WASHINGTON — Hackers targeted voter registration systems in Illinois and Arizona, and the FBI alerted Arizona officials in June that Russian hackers were behind the assault on the election system in that state.
The bureau told Arizona officials that the threat was "credible" and severe, ranking as "an eight on a scale of one to 10," said Matt Roberts, a spokesman for the Secretary of State's Office.
As a result, Secretary of State Michele Reagan shut down the state voter registration system for almost a week in June.
It turned out that the hackers did not succeed in compromising the state system or even any county system, but rather had managed to steal the user name and password for one Gila County elections official.
The revelation comes amid news that the FBI is investigating suspected foreign hacks of state election computer systems, and this month warned states to be on the alert for intrusions.
In Illinois, officials discovered an intrusion into their state voter registration system in July.

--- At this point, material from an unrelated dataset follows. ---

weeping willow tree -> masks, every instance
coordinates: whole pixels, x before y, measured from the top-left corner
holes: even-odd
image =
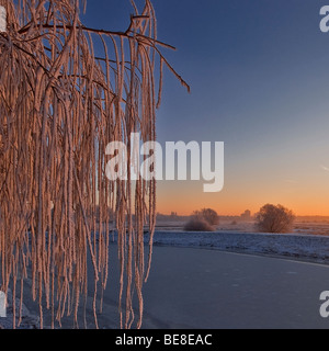
[[[7,21],[0,31],[0,275],[2,291],[12,286],[13,327],[21,322],[27,278],[41,328],[45,308],[52,327],[65,315],[78,326],[78,308],[93,279],[98,326],[112,223],[118,238],[121,327],[132,328],[134,320],[141,326],[156,182],[133,183],[129,167],[127,181],[110,181],[105,147],[125,143],[131,165],[131,133],[140,133],[143,141],[156,139],[163,66],[189,87],[161,54],[172,47],[157,39],[149,0],[140,12],[132,1],[125,32],[83,26],[81,5],[86,10],[79,0],[0,0]],[[101,57],[95,41],[102,44]]]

The FBI's Aug. 18 warning follows heightened concern over Russian hacks of Democratic Party organizations and possible meddling in the presidential election.

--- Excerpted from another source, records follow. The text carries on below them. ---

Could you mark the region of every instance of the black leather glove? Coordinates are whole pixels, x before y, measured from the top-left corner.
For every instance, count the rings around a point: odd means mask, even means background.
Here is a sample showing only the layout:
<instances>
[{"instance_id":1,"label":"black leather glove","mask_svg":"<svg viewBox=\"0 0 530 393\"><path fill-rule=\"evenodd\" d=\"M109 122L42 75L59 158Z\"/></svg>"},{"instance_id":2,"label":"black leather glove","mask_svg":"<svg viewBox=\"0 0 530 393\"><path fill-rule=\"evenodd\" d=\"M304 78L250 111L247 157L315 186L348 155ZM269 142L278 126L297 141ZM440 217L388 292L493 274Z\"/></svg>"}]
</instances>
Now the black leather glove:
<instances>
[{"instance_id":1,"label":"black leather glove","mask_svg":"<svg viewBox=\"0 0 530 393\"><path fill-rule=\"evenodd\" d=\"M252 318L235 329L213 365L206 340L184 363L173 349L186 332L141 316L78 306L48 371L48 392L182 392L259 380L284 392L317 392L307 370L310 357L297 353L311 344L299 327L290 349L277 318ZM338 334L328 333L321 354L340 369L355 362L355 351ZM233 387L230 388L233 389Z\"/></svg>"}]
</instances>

Although the hackers did not alter any data, the intrusion into the Illinois database marks the first successful compromise of a state election database, federal officials said.

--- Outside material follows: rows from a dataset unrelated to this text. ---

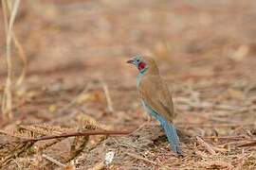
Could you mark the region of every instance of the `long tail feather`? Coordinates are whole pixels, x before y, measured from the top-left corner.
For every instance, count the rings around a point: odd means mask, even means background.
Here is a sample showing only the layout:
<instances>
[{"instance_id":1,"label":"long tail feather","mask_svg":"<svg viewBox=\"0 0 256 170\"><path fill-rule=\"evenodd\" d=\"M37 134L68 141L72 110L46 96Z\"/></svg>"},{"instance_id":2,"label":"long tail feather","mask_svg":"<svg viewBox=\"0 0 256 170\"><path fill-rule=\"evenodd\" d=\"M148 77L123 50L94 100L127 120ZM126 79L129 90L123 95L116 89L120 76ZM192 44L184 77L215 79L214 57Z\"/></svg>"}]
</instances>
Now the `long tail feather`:
<instances>
[{"instance_id":1,"label":"long tail feather","mask_svg":"<svg viewBox=\"0 0 256 170\"><path fill-rule=\"evenodd\" d=\"M167 136L167 139L171 144L172 149L178 155L182 155L182 150L179 146L179 138L175 127L172 123L166 121L161 115L159 115L156 111L152 110L143 101L142 105L145 107L146 110L152 116L154 116L157 121L160 122L162 128L164 128L165 135Z\"/></svg>"},{"instance_id":2,"label":"long tail feather","mask_svg":"<svg viewBox=\"0 0 256 170\"><path fill-rule=\"evenodd\" d=\"M182 155L182 151L179 146L179 138L178 138L175 127L173 124L167 122L163 118L160 118L159 121L161 123L162 128L164 128L164 132L167 136L167 139L169 143L171 144L172 149L175 153Z\"/></svg>"}]
</instances>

Until now, countries such as Russia and China have shown little interest in voting systems in the United States. But experts said that if a foreign government gains the ability to tamper with voter data, for instance by deleting registration records, such a hack could cast doubt on the legitimacy of U.S. elections.
Meanwhile, the recently discovered hacks have state officials across the country scrambling to ensure that their systems have not been compromised. At least two other states are looking into potential breaches, officials said. The two states were not named.
"This was a highly sophisticated attack most likely from a foreign (international) entity," said Kyle Thomas, director of voting and registration systems for the Illinois State Board of Elections, in a message that was sent to all election authorities in the state.
In July, officials in that state discovered the intrusion, in which hackers were able to retrieve voter records. The amount accessed was "a fairly small percentage of the total," said Ken Menzel, general counsel for the Illinois elections board.
State officials alerted the FBI, he said. The Department of Homeland Security also got involved, he said. The intrusion led the state election board to shut down the voter registration system for a week.